Promisingly, the MOJ has committed to making significant changes to this effect, through integrating meaningful data and streamlining the process. However, a significant digital deficit remains, with the majority of the prison estate for example lacking adequate digital systems and processes to support its citizens.
PUBLIC and the Prison Reform Trust’s ‘Prisoner Policy Network’ (PPN) have built a long standing partnership with the MoJ, HMPPS and wider Justice agencies, working together to drive real impact and empower opportunities for change.
(Source: Ministry of Justice Digital Strategy 2025 Policy Paper)
With an increasingly complex picture of demand and needs amongst the system, it is clear that what the system needs most is full-scale adoption of a more innovative, user-centred approach. Looking back at the PPN’s report, the level of variance in responses amongst prisoners during the pandemic highlighted the value of user centred design, echoing the conclusion of the report that we should avoid trying to identify “what all prisoners think” but instead make prisoners “equal partners'' in the design process, bringing in fresh voices and moving beyond replicating existing knowledge. Government agencies require a marked change in how they access and integrate multiple sources of insights to actually improve lives for everyone in the system. The opportunities afforded by user-centred design, leaning and diving deep into a diversity of voices and partnerships provides an effective way to achieve this. The close working relationship (partnership) between PUBLIC and PPN will enable those we work with within the Government to understand how to create and sustain effective service transformations.
Case Study: The Prison Leavers’ Innovation Challenge
The Prison Leavers’ Innovation Challenge (PLIC) programme kicked off the partnership between PUBLIC and PPN. We worked closely to bring the lived experiences of ex-prisoners to the forefront of policy design. We leveraged PPN’s deep network of prison leavers, and sensitively conducted vital user research to present back to the MoJ and HMPPS. This ensured projects were shaped by real experiences and needs.
“together we created a safe space to explore innovation”
PLIC gave us the opportunity to show the value of our close working relationship during both the discovery and delivery phases of the challenge programme. The engagement with prison leavers we had was recognised as meaningful (rather than tokenistic) in a space where marginalised voices are not always valued. Throughout the development of the solutions we ensured that providers had regular engagement with prison leaver panels set up by the PPN so that the user’s voice was integral throughout the shaping of the product and not just as a bolt on at the end of the development process. We were able to look at the full user journey with the insights provided by the PPN, recognising that PUBLIC could not fully meet our ambitions of a complete end to end service without the PPN.

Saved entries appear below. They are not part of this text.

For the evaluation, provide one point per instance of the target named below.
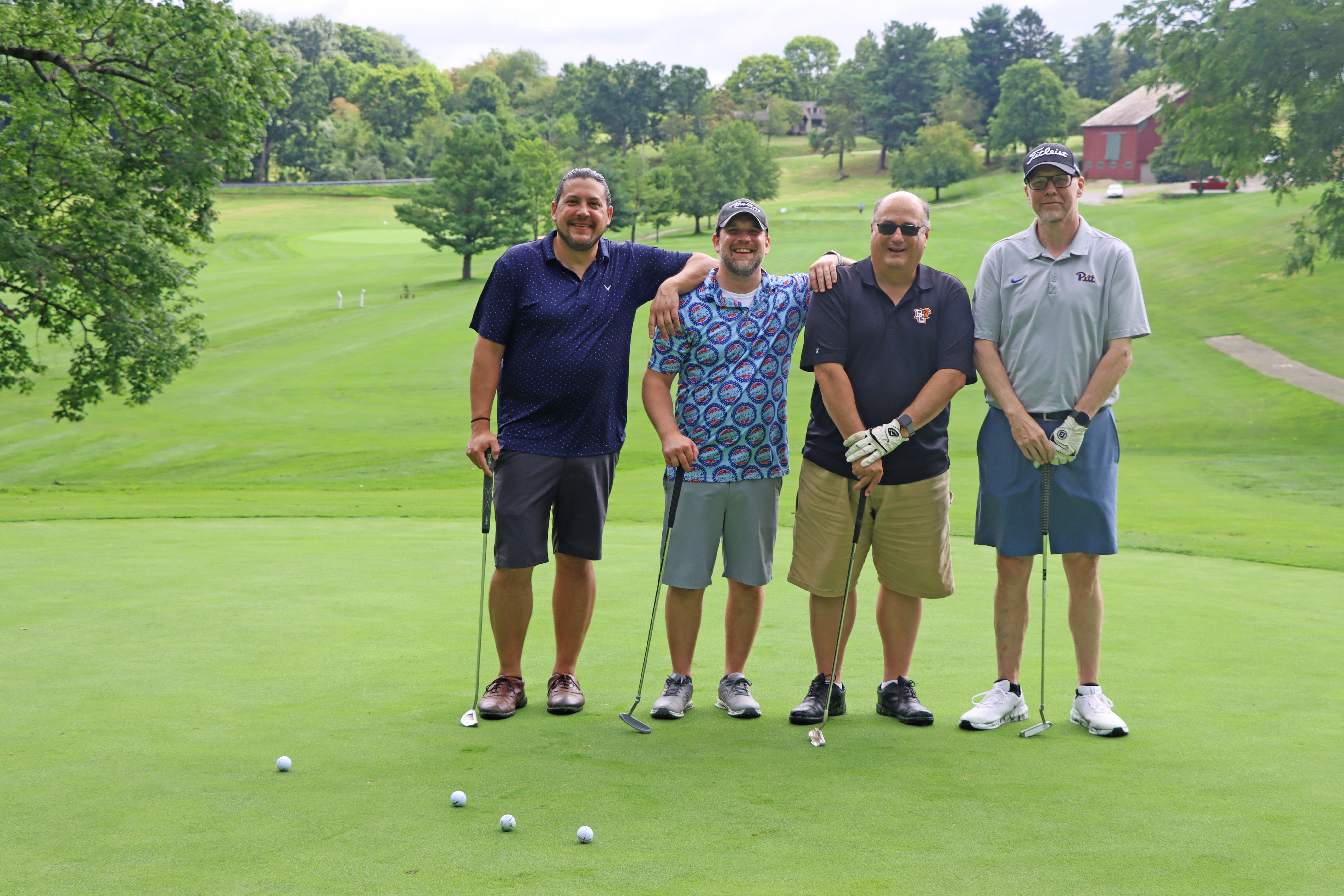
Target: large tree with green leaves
(476, 202)
(119, 117)
(941, 156)
(1033, 107)
(1267, 96)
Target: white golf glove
(1068, 440)
(877, 443)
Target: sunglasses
(888, 229)
(1058, 181)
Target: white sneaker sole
(663, 713)
(1074, 717)
(1021, 714)
(751, 713)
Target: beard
(577, 245)
(742, 266)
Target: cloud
(714, 34)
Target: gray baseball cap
(1057, 155)
(741, 207)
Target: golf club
(487, 500)
(1045, 534)
(815, 735)
(628, 718)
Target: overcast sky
(713, 34)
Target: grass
(277, 557)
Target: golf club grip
(677, 494)
(487, 495)
(858, 518)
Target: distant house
(811, 116)
(1120, 138)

Our partnership and values
The partnership between PUBLIC and PRT bolsters our cross-industry expertise and offering to Government. For the PPN, this has meant working further towards putting people with lived experience in the same room as decision makers rather than dictating what good policy looks like. For PUBLIC, it provides the opportunity to contribute towards real user-led innovation in the justice space, making us a credible channel through which people from the margins can meaningfully have their voices heard.
"no policy is worth the paper it is written on if it doesn't have the voices of the people it is written for in it"
We have a joint commitment to social change, a jointly held belief in the importance of integrating people with lived experience in design and we are looking forward to working together to provide a system that genuinely helps people that need it the most.
About The Prisoner Policy Network
The Prisoner Policy Network (PPN) is a national network of nearly 1000 people with lived experience of custodial sentences, community sentences, substance misuse, homelessness and other vulnerabilities. The network is continually being developed and includes people from a wide range of demographics across the country, representing 94 prisons from England and Scotland. Paula and her team reach far and wide to recruit people into this network who are ready and willing to contribute towards real innovation in policy areas that affect them. Recruitment to the network is through peer to peer referrals, prison visits, Paula’s award winning podcast and other methods to ensure that the voices involved truly are representative.